Goloboff Pablo A, Szumik Claudia A
Unidad Ejecutora Lillo, Consejo Nacional de Investigaciones Científicas y Técnicas, Miguel Lillo 251, 4000, S.M. de Tucumán, Argentina.
Cladistics. 2016 Feb;32(1):82-89. doi: 10.1111/cla.12111. Epub 2015 Jan 30.

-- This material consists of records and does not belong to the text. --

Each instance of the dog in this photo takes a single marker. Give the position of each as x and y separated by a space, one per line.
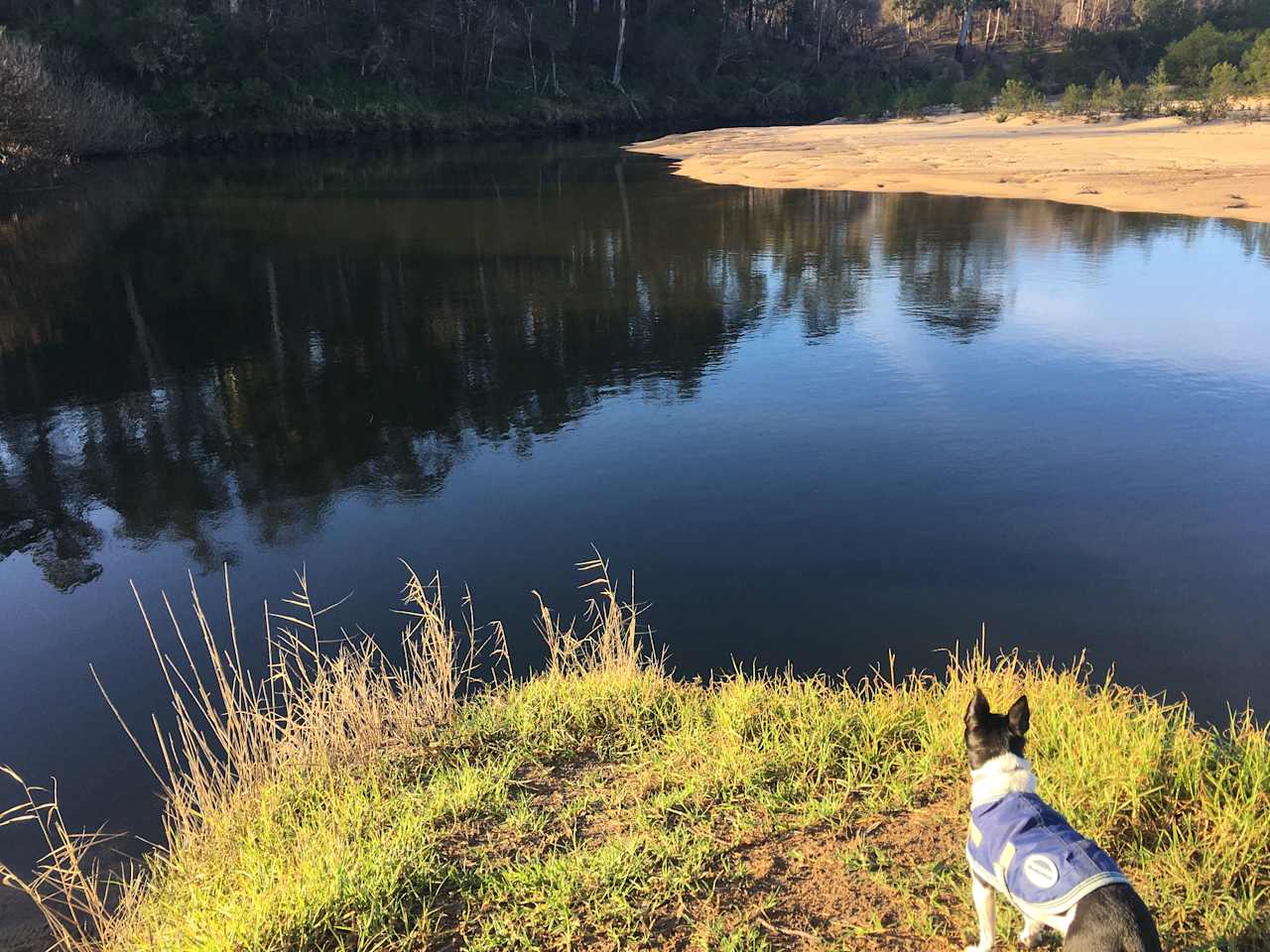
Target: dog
1021 847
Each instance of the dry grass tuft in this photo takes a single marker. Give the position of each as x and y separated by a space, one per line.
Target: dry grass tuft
340 800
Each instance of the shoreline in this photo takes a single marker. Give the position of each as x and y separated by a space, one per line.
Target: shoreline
599 802
1160 166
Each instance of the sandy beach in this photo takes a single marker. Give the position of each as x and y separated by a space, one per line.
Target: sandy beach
1146 166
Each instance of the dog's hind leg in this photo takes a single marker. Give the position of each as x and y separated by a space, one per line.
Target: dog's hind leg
985 905
1032 933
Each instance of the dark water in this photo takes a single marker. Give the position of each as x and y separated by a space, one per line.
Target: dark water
821 426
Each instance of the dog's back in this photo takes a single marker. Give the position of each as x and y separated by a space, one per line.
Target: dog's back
1112 919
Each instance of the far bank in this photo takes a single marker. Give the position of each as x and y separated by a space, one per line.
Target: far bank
1148 166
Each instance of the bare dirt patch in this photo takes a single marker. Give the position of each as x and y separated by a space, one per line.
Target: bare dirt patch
866 887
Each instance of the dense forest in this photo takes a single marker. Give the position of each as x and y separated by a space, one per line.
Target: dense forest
222 68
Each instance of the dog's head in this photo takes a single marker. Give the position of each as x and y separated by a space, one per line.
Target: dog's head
988 735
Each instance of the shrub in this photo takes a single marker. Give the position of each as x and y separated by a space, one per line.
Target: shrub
911 102
1134 102
1223 82
1256 62
973 95
1159 90
1106 94
1076 100
53 108
1192 59
1017 98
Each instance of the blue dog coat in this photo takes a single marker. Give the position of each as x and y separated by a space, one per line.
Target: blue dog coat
1026 849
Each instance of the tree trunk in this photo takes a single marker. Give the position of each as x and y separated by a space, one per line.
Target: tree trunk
962 37
489 68
621 42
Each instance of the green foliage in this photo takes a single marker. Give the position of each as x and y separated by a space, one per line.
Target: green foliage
1087 54
53 109
1019 96
1106 94
1192 59
911 102
1134 100
870 100
1256 62
1076 100
974 95
1159 89
1223 82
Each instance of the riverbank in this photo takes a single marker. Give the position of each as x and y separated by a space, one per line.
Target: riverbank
1130 166
602 803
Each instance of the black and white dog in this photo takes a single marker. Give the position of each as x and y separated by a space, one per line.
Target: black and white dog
1021 847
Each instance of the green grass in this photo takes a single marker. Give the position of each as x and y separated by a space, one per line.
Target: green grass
602 803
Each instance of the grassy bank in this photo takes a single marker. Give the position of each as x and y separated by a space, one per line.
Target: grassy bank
344 802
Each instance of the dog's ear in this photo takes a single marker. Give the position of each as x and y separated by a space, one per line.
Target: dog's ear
1019 716
978 708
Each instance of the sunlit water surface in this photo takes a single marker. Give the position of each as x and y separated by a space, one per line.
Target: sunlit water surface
821 426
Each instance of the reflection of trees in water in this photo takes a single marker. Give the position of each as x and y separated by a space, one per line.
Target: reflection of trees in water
271 340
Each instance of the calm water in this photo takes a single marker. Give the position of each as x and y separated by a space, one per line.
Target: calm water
821 426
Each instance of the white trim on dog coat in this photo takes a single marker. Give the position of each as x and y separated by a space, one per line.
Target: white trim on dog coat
1024 848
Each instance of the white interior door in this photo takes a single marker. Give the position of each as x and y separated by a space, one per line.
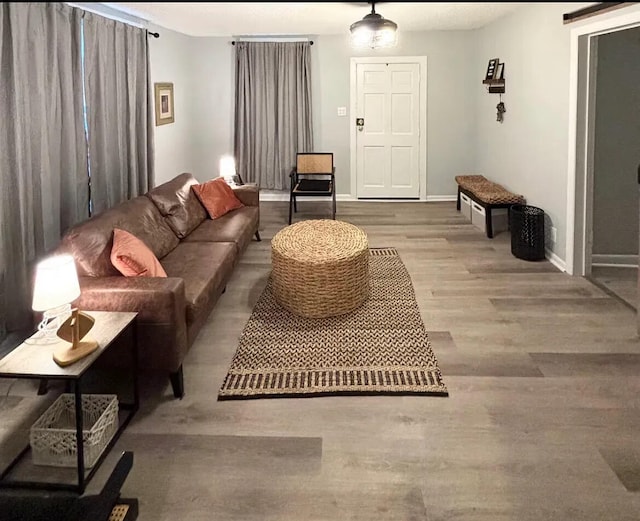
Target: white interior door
388 141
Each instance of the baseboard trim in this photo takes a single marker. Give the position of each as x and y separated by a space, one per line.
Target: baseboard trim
555 260
441 198
614 260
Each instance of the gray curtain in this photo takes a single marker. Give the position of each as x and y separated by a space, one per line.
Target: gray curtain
119 111
272 110
43 165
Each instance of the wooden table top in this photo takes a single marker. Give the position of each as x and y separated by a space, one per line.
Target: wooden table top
31 360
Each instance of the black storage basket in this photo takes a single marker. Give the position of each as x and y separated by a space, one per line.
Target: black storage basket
527 232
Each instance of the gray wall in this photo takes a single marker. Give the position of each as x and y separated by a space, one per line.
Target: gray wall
528 152
171 62
204 66
617 144
450 102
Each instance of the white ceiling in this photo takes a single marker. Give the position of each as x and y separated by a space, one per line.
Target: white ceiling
310 18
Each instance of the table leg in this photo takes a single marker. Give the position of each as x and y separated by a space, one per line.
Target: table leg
79 438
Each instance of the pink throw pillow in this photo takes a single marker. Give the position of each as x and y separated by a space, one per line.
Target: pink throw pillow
132 257
217 197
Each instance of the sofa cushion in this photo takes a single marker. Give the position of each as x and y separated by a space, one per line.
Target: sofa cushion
237 226
217 197
205 267
178 204
90 242
132 257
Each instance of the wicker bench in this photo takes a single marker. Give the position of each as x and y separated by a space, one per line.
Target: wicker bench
320 268
487 194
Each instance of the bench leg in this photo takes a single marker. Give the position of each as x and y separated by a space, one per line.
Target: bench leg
177 383
488 222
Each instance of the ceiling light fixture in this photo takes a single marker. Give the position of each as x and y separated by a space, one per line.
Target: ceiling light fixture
374 31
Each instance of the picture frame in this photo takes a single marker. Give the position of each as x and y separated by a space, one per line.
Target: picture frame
164 103
491 69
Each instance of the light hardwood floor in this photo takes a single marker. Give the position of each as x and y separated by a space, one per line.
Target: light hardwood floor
542 422
621 281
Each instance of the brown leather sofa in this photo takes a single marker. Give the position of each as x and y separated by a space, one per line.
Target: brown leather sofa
197 253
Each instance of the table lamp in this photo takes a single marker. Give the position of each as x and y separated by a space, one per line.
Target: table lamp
228 170
56 286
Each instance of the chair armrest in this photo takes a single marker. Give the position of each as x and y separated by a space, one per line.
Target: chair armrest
249 194
156 299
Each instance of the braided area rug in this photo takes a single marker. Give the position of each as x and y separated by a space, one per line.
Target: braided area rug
380 348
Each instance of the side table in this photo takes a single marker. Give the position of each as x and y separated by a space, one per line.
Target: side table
32 361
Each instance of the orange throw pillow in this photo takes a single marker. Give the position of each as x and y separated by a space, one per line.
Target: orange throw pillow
217 197
132 257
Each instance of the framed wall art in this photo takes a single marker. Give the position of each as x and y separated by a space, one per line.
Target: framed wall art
491 69
164 103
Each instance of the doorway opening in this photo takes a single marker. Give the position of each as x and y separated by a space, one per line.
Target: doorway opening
602 209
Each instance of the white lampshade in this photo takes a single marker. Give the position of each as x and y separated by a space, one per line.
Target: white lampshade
227 167
56 283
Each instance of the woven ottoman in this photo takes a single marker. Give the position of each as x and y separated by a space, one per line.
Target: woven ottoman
320 268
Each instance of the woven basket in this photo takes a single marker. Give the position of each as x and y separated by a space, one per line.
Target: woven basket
53 435
320 268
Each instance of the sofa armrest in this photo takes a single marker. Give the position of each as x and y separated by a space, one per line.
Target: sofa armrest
249 194
156 299
161 322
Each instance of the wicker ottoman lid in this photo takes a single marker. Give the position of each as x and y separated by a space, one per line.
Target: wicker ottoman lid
319 241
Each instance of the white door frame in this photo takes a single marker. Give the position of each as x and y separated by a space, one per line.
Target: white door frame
422 143
577 226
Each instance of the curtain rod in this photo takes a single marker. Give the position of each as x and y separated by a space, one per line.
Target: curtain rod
233 42
593 10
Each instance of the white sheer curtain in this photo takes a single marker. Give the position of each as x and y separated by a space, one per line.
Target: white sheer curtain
272 110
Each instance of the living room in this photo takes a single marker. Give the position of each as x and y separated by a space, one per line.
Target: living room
542 367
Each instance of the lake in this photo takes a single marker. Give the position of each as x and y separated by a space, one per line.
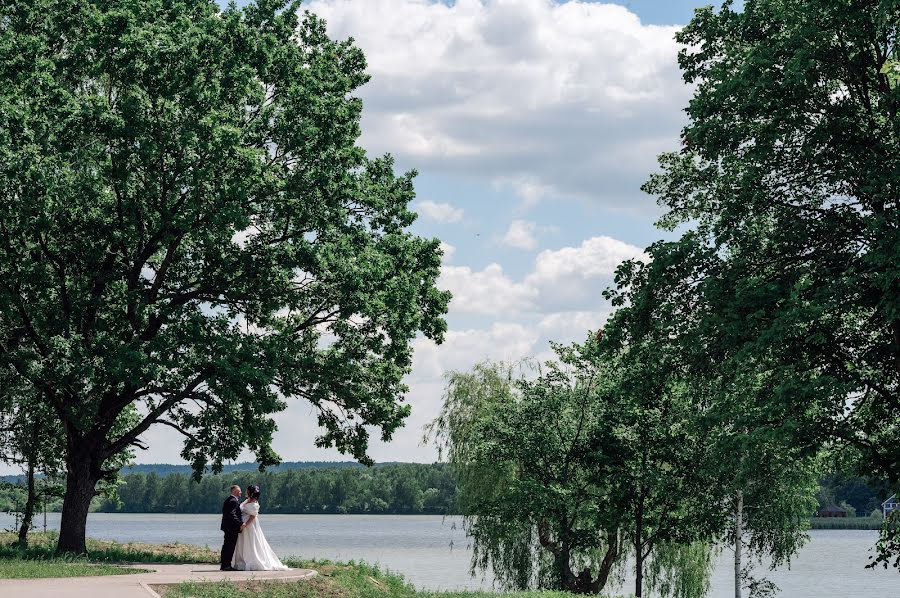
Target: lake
433 552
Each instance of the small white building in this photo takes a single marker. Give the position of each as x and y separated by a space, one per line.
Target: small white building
890 505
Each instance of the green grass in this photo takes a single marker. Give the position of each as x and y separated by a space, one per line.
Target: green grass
42 546
845 522
333 580
39 558
17 568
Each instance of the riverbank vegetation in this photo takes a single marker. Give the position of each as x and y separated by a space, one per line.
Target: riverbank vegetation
322 488
332 580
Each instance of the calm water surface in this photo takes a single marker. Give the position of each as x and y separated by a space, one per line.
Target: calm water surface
433 552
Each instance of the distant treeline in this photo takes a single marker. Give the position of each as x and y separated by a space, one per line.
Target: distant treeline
408 488
166 468
346 487
859 496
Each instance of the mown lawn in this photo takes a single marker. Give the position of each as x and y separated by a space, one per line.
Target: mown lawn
39 559
333 580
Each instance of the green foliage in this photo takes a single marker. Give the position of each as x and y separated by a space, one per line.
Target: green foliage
782 295
396 489
567 470
530 496
190 232
681 571
872 522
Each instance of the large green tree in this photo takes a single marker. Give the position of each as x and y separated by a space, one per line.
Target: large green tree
788 182
536 506
190 230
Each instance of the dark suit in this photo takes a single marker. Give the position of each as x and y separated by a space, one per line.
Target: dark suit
231 525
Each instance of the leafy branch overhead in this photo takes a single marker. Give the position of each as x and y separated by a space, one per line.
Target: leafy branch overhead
190 228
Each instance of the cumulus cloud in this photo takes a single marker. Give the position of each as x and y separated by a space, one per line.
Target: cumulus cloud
573 98
566 279
461 349
488 291
522 234
441 212
447 250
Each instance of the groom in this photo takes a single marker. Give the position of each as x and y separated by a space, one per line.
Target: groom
231 525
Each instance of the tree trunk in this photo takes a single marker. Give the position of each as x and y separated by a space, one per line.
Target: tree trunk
81 481
738 542
30 502
639 550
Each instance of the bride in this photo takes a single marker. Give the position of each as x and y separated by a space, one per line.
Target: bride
252 552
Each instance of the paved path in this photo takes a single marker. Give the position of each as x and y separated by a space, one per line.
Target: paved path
135 585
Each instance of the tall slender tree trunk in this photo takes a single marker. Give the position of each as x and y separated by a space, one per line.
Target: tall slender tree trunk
738 541
28 514
81 481
639 547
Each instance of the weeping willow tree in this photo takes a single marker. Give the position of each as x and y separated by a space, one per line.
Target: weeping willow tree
552 484
533 506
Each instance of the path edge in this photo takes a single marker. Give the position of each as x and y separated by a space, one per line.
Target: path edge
151 592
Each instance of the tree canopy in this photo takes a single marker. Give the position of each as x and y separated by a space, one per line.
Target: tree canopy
190 229
787 182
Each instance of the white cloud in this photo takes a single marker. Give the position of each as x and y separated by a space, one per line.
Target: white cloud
522 234
569 98
566 279
441 212
461 349
447 250
488 291
571 326
596 257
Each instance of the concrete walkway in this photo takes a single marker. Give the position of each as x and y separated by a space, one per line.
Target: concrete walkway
135 585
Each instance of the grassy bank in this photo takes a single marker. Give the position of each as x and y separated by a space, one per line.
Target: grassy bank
39 559
333 580
845 522
351 580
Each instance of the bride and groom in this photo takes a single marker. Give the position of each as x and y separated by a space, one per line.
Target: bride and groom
245 547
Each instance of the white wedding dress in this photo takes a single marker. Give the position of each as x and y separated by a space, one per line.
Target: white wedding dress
252 552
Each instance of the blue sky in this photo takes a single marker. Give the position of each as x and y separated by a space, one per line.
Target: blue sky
532 125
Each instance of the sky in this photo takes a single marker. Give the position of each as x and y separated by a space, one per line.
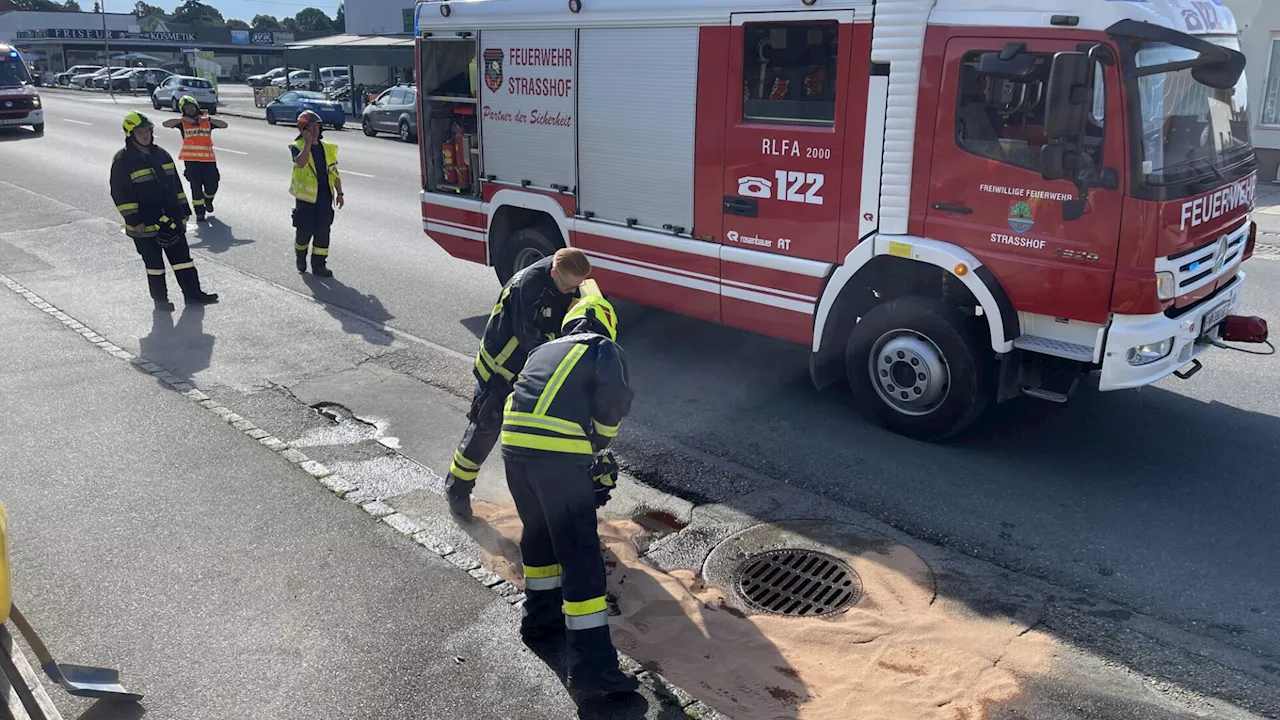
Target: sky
241 9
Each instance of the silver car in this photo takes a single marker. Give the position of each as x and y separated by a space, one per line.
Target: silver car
172 90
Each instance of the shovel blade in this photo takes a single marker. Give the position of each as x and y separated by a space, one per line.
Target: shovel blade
83 680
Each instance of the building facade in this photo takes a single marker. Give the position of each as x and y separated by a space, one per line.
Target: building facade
53 41
1260 39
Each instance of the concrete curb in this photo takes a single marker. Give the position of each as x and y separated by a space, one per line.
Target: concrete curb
343 488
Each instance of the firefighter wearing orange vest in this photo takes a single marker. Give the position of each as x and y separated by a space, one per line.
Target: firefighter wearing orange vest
197 153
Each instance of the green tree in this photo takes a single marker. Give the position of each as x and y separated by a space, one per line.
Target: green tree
145 9
196 13
311 19
265 22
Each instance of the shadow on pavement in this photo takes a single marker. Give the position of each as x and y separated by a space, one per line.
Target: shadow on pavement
337 297
183 349
110 710
216 236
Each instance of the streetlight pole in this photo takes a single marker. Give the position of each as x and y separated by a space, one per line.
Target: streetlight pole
106 48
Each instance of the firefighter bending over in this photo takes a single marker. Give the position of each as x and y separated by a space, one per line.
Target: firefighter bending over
147 192
197 154
529 313
563 410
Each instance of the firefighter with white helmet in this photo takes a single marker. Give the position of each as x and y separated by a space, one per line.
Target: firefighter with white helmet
562 413
147 192
197 153
318 188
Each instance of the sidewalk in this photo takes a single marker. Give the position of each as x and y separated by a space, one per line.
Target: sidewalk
223 582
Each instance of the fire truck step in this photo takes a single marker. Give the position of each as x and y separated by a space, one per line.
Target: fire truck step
1055 347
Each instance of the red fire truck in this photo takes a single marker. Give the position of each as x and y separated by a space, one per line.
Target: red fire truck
947 201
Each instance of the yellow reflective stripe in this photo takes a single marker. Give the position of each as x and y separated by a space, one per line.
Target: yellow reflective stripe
548 443
461 460
543 570
506 351
462 473
543 422
562 372
585 606
483 370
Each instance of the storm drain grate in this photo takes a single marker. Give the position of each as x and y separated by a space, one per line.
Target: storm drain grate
800 583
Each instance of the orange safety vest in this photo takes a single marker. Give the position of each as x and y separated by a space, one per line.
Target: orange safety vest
197 141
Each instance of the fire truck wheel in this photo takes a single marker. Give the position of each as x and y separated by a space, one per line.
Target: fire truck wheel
522 250
918 367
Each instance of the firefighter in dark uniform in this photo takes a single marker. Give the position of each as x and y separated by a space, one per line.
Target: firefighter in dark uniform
562 413
529 313
147 194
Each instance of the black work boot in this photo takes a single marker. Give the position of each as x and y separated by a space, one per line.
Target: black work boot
458 493
593 665
319 267
543 620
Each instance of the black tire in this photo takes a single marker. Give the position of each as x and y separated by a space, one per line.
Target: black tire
521 250
936 331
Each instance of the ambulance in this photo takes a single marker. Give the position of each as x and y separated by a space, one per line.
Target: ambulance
950 203
19 101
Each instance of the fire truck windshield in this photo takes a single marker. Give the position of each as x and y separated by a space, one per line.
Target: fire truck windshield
1192 133
13 73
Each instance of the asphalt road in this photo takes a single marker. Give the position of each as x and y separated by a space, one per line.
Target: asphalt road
1161 500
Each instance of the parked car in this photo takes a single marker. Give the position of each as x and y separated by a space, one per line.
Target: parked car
173 87
65 76
265 78
286 108
394 110
297 78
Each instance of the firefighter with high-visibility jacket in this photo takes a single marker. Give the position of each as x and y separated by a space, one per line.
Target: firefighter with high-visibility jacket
147 194
562 413
529 313
197 154
316 197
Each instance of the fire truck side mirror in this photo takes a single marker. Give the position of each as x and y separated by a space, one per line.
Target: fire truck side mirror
1066 99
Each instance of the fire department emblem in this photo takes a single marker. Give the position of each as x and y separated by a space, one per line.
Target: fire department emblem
1020 217
493 68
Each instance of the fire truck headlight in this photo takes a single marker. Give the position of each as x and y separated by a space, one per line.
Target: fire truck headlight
1148 354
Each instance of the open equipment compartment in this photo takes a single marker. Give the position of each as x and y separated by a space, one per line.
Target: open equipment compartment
448 76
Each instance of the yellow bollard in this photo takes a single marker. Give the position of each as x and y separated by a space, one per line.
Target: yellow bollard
4 568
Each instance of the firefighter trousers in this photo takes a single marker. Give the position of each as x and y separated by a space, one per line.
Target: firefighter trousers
179 259
484 427
561 552
202 178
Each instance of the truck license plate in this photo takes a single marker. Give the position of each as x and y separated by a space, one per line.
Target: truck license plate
1214 317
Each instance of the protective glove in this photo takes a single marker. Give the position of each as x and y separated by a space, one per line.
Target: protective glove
604 477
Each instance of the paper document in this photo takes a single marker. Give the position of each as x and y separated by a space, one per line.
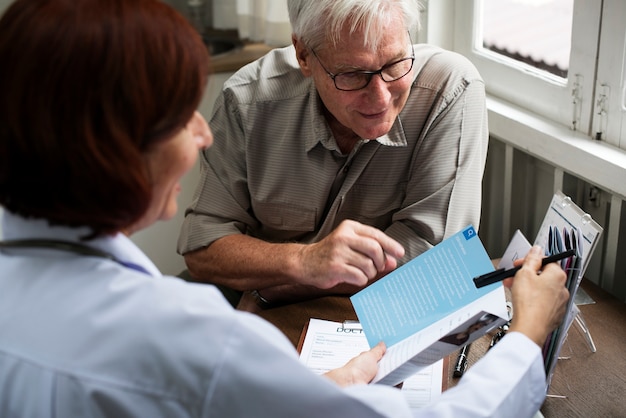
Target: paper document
329 345
430 306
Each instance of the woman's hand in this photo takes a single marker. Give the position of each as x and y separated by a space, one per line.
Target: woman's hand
359 370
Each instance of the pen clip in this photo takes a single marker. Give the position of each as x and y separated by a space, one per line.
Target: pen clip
351 324
488 278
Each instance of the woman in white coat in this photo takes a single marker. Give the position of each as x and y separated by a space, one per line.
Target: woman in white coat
97 126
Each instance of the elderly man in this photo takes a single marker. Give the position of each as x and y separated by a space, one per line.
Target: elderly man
337 158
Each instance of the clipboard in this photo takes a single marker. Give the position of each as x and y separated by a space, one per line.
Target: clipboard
567 226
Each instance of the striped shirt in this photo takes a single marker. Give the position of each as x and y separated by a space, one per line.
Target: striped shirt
276 173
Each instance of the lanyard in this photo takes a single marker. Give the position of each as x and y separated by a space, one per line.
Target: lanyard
68 246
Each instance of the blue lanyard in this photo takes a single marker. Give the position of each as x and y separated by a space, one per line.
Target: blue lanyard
69 246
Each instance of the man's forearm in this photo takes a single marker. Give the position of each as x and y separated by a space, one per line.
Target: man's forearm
244 263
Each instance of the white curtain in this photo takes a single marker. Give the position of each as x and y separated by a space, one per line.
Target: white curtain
264 21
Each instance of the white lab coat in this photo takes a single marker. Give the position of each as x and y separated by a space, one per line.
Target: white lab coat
86 336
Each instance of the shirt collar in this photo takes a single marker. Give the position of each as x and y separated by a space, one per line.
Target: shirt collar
119 245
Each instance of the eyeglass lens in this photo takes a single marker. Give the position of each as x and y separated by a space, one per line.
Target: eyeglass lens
356 80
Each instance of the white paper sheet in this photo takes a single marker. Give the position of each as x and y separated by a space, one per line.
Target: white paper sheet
329 345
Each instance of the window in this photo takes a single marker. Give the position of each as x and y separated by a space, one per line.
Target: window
561 59
532 32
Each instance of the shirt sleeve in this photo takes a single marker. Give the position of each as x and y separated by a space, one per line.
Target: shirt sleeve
444 192
221 200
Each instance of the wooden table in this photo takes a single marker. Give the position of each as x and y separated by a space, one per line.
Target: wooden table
293 318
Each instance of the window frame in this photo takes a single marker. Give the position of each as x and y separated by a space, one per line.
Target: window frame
532 89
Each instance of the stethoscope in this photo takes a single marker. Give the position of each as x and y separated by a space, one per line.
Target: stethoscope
68 246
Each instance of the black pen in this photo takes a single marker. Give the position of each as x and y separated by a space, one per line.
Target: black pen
501 274
461 362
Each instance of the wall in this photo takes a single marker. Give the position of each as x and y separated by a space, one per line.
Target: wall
159 240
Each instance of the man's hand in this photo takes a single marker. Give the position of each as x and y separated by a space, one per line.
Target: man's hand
539 298
353 254
359 370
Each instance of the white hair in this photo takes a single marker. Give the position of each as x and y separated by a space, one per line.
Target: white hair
316 22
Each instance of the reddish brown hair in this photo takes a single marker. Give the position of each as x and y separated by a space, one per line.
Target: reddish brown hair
86 87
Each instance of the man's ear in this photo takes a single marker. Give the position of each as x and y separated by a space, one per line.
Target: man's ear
303 55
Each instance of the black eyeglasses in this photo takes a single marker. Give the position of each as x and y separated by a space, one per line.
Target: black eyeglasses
357 80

This paper examines a recent proposal to calculate supertrees by minimizing the sum of subtree prune-and-regraft distances to the input trees. The supertrees thus calculated may display groups present in a minority of the input trees but contradicted by the majority, or groups that are not supported by any input tree or combination of input trees. The proponents of the method themselves stated that these are serious problems of "matrix representation with parsimony", but they can in fact occur in their own method. The majority rule supertrees, being explicitly clade-based, cannot have these problems, and seem much more suited to retrieving common clades from a set of trees with different taxon sets. However, it is dubious that so-called majority rule supertrees can always be interpreted as displaying those clades present (or compatible with) with a majority of the trees. The majority rule consensus is always a median tree, in terms of the Robinson-Foulds distances (i.e. it minimizes the sum of Robinson-Foulds distances to the input trees). In contrast, majority rule supertrees may not be median-different, contradictory trees may minimize Robinson-Foulds distances, while their strict consensus does not. If being "majority" results from being median in Robinson-Foulds distances, this means that in the supertree setting a "majority" is ambiguously defined, sometimes achievable only by mutually contradictory trees.
本文考察了最近一项通过最小化子树剪枝与重接距离之和来计算超树的提议,该距离是相对于输入树而言的。如此计算出的超树可能会显示出少数输入树中存在但与多数输入树矛盾的类群,或者没有任何输入树或输入树组合支持的类群。该方法的支持者自己也表示,这些是“简约矩阵表示法”的严重问题,但实际上它们也可能出现在他们自己的方法中。基于明确的分支,多数规则超树不会有这些问题,而且似乎更适合从具有不同分类单元集的一组树中检索共同的分支。然而,所谓的多数规则超树是否总能被解释为显示了大多数树中存在(或与之兼容)的那些分支,这是值得怀疑的。就罗宾逊 - 福尔兹距离而言,多数规则一致树总是一棵中位数树(即它最小化了到输入树的罗宾逊 - 福尔兹距离之和)。相比之下,多数规则超树可能不是中位数树,相互矛盾的树可能会最小化罗宾逊 - 福尔兹距离,而它们的严格一致树却不会。如果“多数”是由罗宾逊 - 福尔兹距离中的中位数导致的,这意味着在超树设置中,“多数”的定义不明确,有时只能通过相互矛盾的树来实现。